The target population is workforce households earning 50–80% of Area Median Income (AMI). This translates to those households at or about $14.00 to $22.00 per hour [$28k to $45k per annum/Grand Traverse AMI is about $58K per annum].

Antrim County
Bellaire Marketplace
The Bellaire Marketplace vision is a 3-story mixed-use housing development. Goals are to add additional downtown storefront space for new and expanding businesses. Second floor could be housing or professional space for transient workers, office-based businesses, municipal offices and/or housing, daycare, yoga, etc. We'd love to have housing on the third floor. The design of this development would also focus on options to activate the alleyway to the east and inspire additional developments in collaboration with the Village and County as part of their master plan initiatives. It's a great opportunity to champion the Village of Bellaire as the County seat, spur economic development, and enhance public and commercial spaces. 

The Housing Development vision would be a combination of market-rate housing and workforce housing located a mile from downtown Bellaire. In total, the 37-acre site already has infrastructure in place for about 25 homes.
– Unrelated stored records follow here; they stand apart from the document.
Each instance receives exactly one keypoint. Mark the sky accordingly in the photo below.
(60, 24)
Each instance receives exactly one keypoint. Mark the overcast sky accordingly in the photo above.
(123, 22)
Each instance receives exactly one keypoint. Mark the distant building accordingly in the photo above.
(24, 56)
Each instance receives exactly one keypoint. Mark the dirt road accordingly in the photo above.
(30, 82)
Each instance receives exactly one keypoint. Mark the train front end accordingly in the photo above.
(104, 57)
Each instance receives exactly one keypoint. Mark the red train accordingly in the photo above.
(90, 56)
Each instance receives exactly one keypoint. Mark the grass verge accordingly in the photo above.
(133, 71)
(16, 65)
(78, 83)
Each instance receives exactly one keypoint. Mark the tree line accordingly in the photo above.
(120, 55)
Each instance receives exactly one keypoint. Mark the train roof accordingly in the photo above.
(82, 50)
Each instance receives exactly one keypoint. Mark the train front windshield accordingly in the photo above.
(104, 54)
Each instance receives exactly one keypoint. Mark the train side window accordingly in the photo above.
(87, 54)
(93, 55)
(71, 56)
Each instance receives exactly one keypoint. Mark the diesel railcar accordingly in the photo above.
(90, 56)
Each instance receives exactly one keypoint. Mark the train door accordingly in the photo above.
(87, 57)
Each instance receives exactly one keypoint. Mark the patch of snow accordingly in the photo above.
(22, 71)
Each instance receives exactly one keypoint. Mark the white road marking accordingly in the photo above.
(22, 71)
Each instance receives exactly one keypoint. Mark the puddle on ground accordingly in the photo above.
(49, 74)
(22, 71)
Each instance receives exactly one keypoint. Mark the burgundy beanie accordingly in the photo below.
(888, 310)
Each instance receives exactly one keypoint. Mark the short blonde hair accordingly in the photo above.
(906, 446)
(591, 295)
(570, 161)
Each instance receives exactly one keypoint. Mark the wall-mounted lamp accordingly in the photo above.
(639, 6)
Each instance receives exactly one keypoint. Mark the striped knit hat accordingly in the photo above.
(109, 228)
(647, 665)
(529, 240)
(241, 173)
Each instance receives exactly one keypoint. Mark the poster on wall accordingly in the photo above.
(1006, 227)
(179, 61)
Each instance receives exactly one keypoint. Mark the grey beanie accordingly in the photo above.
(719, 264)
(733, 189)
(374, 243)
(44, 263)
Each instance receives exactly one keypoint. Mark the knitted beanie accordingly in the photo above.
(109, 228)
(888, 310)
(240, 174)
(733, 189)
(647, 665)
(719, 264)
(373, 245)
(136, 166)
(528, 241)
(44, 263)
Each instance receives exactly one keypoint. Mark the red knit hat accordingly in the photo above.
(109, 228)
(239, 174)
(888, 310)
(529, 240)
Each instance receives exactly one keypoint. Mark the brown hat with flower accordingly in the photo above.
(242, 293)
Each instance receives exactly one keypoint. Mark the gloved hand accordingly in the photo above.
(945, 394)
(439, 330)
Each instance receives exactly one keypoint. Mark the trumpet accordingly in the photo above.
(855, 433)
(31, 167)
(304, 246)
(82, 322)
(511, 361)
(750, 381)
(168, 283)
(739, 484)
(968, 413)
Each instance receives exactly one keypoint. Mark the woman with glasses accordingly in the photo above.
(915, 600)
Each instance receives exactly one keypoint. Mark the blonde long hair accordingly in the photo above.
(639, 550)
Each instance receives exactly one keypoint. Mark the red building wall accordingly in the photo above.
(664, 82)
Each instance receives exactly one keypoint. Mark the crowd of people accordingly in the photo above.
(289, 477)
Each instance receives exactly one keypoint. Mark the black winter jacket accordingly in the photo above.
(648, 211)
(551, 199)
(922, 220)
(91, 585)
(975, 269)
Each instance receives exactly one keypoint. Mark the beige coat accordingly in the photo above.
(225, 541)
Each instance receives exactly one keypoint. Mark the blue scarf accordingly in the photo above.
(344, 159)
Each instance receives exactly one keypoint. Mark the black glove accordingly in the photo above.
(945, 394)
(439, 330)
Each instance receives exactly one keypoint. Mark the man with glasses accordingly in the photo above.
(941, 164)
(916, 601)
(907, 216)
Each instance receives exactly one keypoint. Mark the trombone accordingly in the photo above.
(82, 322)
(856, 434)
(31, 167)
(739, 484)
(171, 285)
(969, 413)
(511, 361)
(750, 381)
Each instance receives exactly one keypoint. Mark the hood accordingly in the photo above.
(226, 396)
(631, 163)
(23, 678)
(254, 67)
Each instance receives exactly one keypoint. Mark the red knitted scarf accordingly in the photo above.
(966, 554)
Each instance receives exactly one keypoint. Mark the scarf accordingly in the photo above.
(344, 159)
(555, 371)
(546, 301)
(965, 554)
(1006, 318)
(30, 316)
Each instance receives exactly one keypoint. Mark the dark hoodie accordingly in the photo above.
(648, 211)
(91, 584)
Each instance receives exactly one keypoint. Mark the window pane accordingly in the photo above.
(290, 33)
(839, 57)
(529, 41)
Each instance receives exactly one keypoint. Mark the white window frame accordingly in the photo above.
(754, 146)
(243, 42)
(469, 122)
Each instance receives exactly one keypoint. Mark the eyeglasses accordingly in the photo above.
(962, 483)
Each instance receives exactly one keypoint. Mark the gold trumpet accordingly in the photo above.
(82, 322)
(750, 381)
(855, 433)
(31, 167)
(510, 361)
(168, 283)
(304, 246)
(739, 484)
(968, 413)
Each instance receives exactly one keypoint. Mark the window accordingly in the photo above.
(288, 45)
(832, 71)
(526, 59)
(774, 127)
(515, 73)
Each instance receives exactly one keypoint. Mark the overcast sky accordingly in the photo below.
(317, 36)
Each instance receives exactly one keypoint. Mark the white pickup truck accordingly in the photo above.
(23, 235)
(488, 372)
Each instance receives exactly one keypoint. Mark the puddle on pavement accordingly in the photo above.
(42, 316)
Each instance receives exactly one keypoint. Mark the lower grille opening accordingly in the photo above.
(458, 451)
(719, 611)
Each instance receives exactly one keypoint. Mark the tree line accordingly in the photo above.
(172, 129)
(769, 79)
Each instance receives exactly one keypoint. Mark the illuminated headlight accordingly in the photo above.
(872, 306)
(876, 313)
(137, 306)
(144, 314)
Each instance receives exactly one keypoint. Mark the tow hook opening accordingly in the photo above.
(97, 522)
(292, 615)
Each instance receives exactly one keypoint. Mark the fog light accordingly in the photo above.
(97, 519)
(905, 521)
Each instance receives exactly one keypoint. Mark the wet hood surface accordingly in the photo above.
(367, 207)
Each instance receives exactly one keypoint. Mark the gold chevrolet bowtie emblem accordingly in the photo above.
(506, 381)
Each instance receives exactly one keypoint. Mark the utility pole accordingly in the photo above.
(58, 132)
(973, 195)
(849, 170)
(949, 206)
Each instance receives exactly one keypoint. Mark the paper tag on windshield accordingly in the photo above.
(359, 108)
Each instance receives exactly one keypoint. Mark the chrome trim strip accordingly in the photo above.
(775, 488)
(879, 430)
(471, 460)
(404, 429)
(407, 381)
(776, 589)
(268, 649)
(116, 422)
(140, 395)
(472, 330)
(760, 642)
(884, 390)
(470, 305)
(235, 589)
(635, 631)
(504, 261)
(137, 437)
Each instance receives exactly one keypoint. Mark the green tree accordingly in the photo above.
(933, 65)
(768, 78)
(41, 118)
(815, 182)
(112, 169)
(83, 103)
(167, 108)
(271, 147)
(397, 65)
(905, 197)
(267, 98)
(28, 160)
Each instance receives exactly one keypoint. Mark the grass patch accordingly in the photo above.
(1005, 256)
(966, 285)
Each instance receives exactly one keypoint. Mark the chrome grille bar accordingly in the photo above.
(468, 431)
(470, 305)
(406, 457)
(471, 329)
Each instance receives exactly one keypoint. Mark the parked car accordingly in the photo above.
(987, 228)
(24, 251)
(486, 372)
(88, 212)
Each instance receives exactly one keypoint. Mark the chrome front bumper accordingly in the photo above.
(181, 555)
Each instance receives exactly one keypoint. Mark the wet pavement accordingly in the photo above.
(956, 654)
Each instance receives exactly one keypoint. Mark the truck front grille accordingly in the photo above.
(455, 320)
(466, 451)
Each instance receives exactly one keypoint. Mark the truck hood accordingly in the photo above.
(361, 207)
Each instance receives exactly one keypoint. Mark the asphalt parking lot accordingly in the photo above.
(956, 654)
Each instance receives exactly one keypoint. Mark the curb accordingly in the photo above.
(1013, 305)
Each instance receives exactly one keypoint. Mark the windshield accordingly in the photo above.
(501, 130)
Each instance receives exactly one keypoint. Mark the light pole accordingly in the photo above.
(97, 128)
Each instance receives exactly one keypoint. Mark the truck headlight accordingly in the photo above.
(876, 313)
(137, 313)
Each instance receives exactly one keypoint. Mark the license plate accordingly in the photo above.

The remaining acreage is being considered for workforce housing. This is a great opportunity to add much-needed housing inventory into the community. 

Charlevoix County
Lofts on Lake Street
Michigan Community Capital has been approved to create a beautiful new addition to Boyne City's downtown. The 3-story project includes 42 apartments, 9,025 square feet of retail space and 72 dedicated parking spaces. The site preparation work has been completed which included remediation of a blighted property located on the southeast corner of State and North Lake streets across from the south end of Veterans Memorial Park. The approved plan calls for the apartments to be located on the second and third floors, including six studio apartments, 28 one-bedroom and eight two-bedroom apartments. 

Emmet County
Lofts at Lumber Square
Located at 900 Emmet Street, commonly known as the Hanky Lumber Property, or the Gruler Property. The project is in the City Limits of the City of Petoskey. This building will include 60 units total, 15 one-bedroom apartments, 30 two-bedroom apartments, and 15 three-bedroom apartments. All units will be reserved for eligible low- and moderate-income households earning between 30% and 80% of the area median income. The estimated cost of the project is $15 million. The developer has a purchase agreement on the property with a deadline of May 2022 to close.

* Information and renderings provided by Housing North.